- From: Wayne Dick <wayneedick@gmail.com>
- Date: Thu, 6 Apr 2017 06:42:23 -0700
- To: Jonathan Avila <jon.avila@ssbbartgroup.com>
- Cc: public-low-vision-a11y-tf <public-low-vision-a11y-tf@w3.org>
Received on Thursday, 6 April 2017 13:43:37 UTC
If I am not mistaken the problem is: Can an author test if all fonts can be mapped into the font of the user's choice. Also, are the space disruptions sever enough to prevent usability. At this point we do not need to demonstrate finished AT that can be selective enough to change fonts the user wants changed and not change fonts the user wants to stay unchanged. That is something that can happen once we ensure a change can occur. The author or accessibility tester does not need to use AT to determine if the font changed.

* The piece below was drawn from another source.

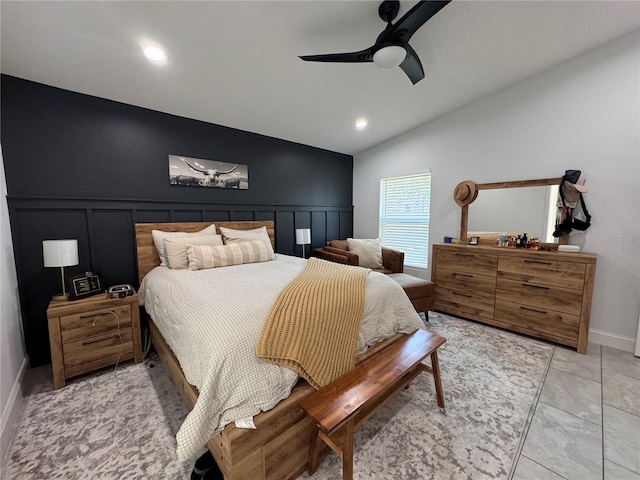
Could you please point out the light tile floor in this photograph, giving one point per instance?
(587, 420)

They only need to check that every occurrence of text can change. In HTML based pages that should mean: Can it be changed with CSS. CSS will never be sophisticated enough to perform an intelligent transformation for users. That will take a procedural programming language like JavaScript. That will be the actual AT. The JavaScript will have need the ability to change with CSS to work. But the output of the JavaScript will will be able to determine what should be changed and what should not much better. The author and accessibility tester only need to test that the change can be made with the style language. Now, images are something different. If you know it is an image display the alt-text. If you cannot determine an images is being used, 1.3.1 fails. Am I missing something?